The General Assembly amended the workers’ compensation law last year, but it took nearly three years. In 1996 alone, Ladouceur said he devoted about 700 hours to the cause.

That year he found some supporters in the state Senate, but the bill never made it out of a House committee. That prompted him to visit Rep. Gerard Martineau to tell him he planned to take certain House members to task, Ladouceur said.

”He said, ‘Ed, do you want to come back here next year? My suggestion is to go home and cool off and think about why the legislation didn’t pass this year.'”

It was sound advice, said Ladouceur, who’d never attempted to change a law before. “They weren’t voting against me, they were voting on what they really believed was right. I didn’t prove my case.”

Though the proposal gained more support in 1997, it still didn’t pass.

“I got a little more educated about what is important to them; what’s important to them is facts and figures,” he added.

Then he turned to Dr. Lee H. Arnold, director of the Department of Employment and Training, and asked for research on the number of people not covered by workers’ compensation insurance. That data helped finally get the bill through the legislature.

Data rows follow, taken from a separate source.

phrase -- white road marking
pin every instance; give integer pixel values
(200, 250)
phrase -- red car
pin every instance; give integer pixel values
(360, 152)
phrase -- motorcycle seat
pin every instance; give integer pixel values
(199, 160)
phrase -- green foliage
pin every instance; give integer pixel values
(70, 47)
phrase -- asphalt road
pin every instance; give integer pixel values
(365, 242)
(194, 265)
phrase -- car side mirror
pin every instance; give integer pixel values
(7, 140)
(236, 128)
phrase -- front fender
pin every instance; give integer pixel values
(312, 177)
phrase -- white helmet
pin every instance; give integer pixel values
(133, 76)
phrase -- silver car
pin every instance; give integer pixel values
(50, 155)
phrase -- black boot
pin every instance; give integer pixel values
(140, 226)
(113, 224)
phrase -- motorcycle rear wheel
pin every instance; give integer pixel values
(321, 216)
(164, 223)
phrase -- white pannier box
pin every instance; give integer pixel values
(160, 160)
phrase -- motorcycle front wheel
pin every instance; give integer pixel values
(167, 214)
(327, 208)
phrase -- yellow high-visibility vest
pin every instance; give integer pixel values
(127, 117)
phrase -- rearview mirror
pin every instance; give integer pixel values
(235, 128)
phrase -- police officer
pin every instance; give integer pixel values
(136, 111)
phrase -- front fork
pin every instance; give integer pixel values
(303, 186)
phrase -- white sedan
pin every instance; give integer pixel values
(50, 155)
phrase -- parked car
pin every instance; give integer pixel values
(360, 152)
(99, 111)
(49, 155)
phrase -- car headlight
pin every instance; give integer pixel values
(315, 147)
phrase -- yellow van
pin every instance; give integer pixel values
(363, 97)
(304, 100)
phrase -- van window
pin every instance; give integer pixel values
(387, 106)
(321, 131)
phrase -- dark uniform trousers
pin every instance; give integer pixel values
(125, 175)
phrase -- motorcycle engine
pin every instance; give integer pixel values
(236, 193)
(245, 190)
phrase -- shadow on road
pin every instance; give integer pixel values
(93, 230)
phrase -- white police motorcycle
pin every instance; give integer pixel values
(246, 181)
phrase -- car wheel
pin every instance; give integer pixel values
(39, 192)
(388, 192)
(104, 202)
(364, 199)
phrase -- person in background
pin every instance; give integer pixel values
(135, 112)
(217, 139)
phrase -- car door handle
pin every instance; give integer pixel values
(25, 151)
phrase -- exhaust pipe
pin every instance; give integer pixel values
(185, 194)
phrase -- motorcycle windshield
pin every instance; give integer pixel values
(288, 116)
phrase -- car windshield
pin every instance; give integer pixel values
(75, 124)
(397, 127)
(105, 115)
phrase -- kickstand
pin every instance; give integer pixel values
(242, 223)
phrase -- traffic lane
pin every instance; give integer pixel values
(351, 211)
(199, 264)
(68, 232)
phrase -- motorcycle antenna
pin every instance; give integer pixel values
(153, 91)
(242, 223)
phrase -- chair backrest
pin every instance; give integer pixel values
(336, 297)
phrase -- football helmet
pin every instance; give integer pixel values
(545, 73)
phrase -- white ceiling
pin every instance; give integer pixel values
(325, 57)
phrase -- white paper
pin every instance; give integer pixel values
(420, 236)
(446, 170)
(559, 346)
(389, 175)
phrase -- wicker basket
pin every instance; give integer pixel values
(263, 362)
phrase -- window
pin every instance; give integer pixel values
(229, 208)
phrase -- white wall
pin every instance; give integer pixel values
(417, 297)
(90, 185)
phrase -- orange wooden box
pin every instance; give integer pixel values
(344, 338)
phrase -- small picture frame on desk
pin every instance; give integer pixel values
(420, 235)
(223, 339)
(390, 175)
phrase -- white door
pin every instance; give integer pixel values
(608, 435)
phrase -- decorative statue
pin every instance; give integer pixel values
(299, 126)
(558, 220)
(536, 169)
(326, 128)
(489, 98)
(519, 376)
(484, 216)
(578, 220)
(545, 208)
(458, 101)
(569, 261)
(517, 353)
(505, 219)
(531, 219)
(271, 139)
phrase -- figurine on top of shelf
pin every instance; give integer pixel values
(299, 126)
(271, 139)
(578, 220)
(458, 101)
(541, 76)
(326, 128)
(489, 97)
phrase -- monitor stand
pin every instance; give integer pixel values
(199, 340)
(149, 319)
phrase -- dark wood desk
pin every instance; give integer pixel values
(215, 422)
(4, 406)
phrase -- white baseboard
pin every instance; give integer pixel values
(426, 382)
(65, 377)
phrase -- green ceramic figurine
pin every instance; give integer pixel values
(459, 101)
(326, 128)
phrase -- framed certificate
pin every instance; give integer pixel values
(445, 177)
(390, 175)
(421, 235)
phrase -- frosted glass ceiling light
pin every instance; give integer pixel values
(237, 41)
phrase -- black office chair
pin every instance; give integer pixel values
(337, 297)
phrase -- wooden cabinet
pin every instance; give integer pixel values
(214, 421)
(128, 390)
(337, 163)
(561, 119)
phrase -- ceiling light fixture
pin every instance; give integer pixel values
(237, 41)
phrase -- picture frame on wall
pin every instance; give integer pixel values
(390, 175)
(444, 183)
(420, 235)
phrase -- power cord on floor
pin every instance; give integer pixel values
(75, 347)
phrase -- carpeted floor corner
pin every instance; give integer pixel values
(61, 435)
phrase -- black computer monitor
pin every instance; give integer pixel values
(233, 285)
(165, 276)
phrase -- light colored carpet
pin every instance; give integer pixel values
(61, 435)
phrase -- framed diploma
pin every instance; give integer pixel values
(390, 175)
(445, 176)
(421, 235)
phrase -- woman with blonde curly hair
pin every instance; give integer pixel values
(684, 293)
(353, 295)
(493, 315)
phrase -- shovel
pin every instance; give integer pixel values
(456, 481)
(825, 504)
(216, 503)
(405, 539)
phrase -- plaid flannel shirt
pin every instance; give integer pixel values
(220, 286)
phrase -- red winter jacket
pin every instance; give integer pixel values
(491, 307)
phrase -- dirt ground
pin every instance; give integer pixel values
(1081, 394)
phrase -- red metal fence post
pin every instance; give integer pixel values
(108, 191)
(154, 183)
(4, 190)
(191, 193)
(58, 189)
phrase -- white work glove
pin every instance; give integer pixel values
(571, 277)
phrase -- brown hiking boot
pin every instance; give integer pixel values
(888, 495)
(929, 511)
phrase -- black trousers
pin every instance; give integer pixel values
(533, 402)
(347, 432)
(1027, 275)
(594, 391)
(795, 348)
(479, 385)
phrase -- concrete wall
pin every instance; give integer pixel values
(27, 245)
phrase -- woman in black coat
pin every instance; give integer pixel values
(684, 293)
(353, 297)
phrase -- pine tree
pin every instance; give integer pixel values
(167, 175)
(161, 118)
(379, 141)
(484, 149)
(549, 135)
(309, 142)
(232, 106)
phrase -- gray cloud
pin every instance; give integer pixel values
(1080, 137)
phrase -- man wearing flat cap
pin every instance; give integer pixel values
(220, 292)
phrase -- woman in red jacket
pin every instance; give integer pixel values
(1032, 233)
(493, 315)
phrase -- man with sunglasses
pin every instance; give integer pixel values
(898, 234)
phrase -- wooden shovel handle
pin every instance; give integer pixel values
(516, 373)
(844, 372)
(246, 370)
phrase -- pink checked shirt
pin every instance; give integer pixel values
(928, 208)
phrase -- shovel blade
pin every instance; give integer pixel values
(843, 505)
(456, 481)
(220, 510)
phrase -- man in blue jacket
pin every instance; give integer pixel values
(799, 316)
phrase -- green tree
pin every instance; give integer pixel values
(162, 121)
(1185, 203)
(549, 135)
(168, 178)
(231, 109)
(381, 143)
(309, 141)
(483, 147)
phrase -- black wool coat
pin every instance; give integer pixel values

”I don’t think laws are changed on a whim,” he said. “If you’re willing to put in the time and work with the legislators and show them what you’re saying is right and fair – they’re definitely willing to listen.”

Grafton Willey, IV, a Providence accountant who runs the Smaller Business Association of New England’s local chapter, said, in recent years “the legislature has listened to the concerns of small business and business in general, realizing that they are key to building a strong economy.”

But that doesn’t mean business-backed legislation breezes through the process.

”Getting a piece of legislation through is not an easy process, and it probably shouldn’t be. It probably takes two or three years to get a good piece of legislation through, the first year is planting the idea,” Willey said.

”They have to look to make sure some of the things we’re asking for aren’t detrimental to others,” Marra added. “That’s the reason for the process, the open hearings, the testimony.

”I think the environment is much better than it used to be and it will continue to get better, the more businesses get involved,” said Marra, who helped start the Greater Providence Chamber’s Small Business Council in 1977.

State Sen. William Irons, an East Providence Democrat who owns an insurance agency, said “over a course of time a majority of them (bills) get addressed fairly.

”I think there was a negative attitude historically in the past. Anyone who says Rhode Island is not business friendly today is not paying attention,” Irons said.